Someone who wishes to remain anonymous writes:

This paper [“p-Hacking and False Discovery in A/B Testing,” by Ron Berman, Leonid Pekelis, Aisling Scott, and Christophe Van den Bulte] ostensibly provides evidence of “p-hacking” in online experimentation (A/B testing) by looking at the decision to stop experiments right around thresholds for the platform presenting confidence that A beats B (which is just a transformation of the p-value).

It is a regression discontinuity design:

They even cite your paper [that must be this or this — ed.] against higher-order polynomials.

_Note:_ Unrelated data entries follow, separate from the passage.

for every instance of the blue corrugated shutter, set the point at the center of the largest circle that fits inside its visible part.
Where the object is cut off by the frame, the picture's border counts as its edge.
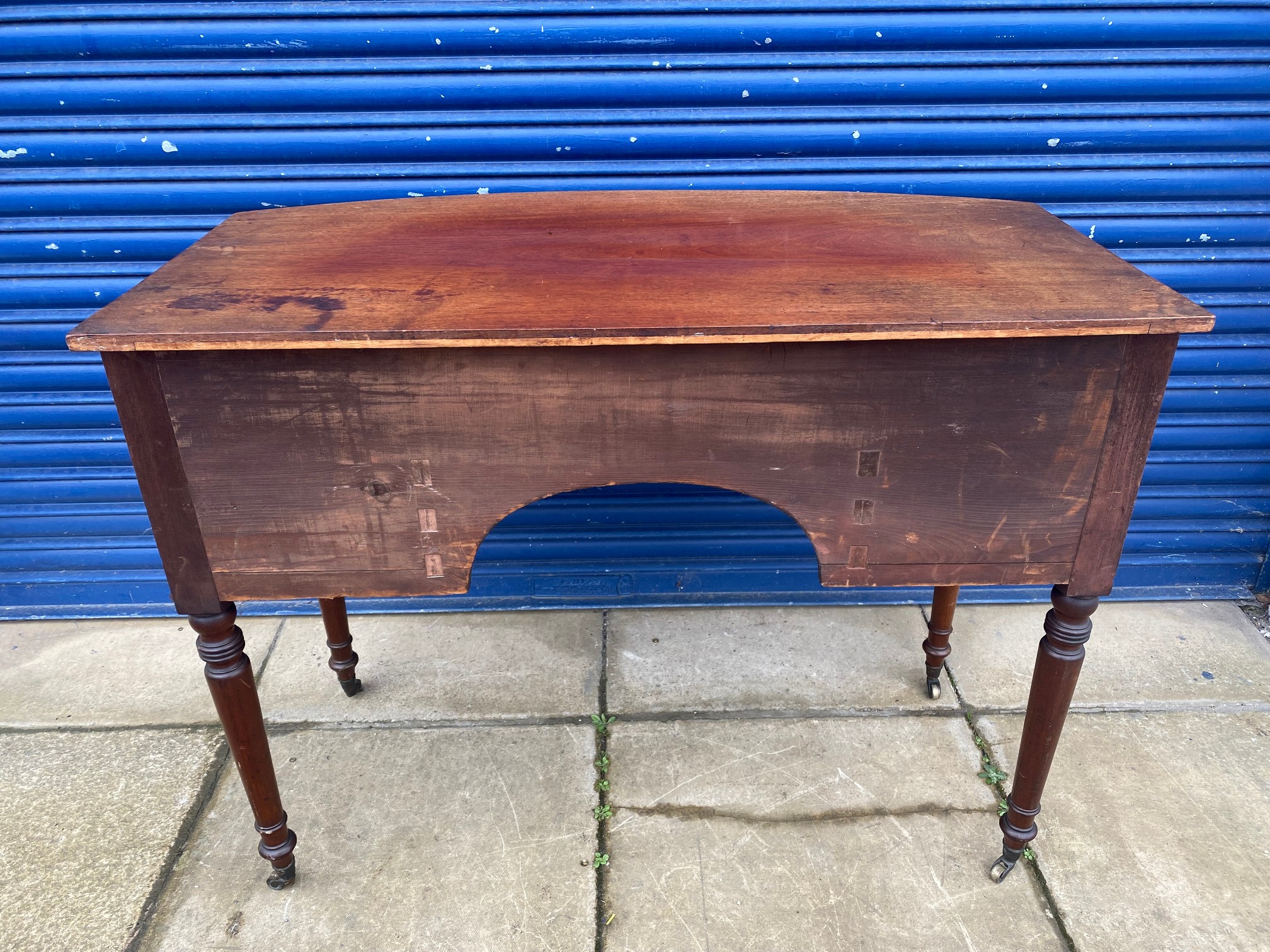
(129, 130)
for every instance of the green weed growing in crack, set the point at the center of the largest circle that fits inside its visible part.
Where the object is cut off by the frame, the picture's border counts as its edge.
(602, 763)
(991, 773)
(604, 812)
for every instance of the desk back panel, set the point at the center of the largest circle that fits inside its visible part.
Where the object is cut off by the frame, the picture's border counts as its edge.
(379, 472)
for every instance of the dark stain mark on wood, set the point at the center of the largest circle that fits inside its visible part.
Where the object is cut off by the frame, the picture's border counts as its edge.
(869, 460)
(377, 490)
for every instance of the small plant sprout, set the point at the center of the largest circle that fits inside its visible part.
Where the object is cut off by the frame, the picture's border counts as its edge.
(991, 773)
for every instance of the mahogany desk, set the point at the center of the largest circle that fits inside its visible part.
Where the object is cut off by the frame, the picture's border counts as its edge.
(342, 400)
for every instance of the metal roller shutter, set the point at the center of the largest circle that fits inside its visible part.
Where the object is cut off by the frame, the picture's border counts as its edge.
(129, 130)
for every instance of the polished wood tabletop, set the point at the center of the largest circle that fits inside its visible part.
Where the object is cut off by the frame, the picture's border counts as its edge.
(636, 267)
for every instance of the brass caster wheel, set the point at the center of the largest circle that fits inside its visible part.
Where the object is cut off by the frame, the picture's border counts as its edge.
(283, 878)
(1005, 863)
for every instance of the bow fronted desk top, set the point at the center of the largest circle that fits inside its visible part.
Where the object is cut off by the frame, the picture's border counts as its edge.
(343, 400)
(636, 268)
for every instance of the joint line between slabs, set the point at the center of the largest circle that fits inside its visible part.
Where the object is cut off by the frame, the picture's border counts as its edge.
(181, 842)
(982, 744)
(601, 794)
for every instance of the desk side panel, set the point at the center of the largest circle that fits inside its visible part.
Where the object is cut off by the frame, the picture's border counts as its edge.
(379, 472)
(147, 429)
(1140, 392)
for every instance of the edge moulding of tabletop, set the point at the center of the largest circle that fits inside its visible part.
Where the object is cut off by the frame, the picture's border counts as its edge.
(940, 391)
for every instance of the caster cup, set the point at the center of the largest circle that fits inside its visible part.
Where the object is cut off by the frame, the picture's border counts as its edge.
(1005, 863)
(283, 878)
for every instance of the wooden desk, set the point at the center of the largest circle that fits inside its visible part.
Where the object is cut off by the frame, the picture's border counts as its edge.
(342, 400)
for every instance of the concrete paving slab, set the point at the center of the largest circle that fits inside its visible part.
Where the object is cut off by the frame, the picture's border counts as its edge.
(782, 768)
(459, 839)
(765, 659)
(441, 667)
(1155, 829)
(1142, 654)
(111, 672)
(913, 881)
(87, 822)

Indeed, the above regression discontinuity fits look pretty bad, as can be seen by imagining the scatterplots without those superimposed curves.

My correspondent continues:

The whole thing has forking paths and multiple comparisons all over it: they consider many different thresholds, then use both linear and quadratic fits with many different window sizes (not selected via standard methods), and then later parts of the paper focus only on the specifications that are the most significant (p less than 0.05, but p greater than 0.1).

Huh? Maybe he means “greater than 0.05, less than 0.1”? Whatever.

Anyway, he continues:

Example table (this is the one that looks best for them, others relegated to appendix):

So maybe an interesting tour of:

– How much optional stopping is there in industry? (Of course there is some.)

– Self-deception, ignorance, and incentive problems for social scientists

– Reasonable methods for regression discontinuity designs.

I’ve not read the paper in detail, so I’ll just repeat that I prefer to avoid the term “p-hacking,” which, to me, implies a purposeful gaming of the system. I prefer the expression “garden of forking paths” which allows for data-dependence in analysis, even without the researchers realizing it.

Also . . . just cos the analysis has statistical flaws, it doesn’t mean that the central claims of the paper in question are false. These could be true statements, even if they don’t quite have good enough data to prove them.

And one other point: There’s nothing at all wrong with data-dependent stopping rules. The problem is all in the use of p-values for making decisions. Use the data-dependent stopping rules, use Bayesian decision theory, and it all works out.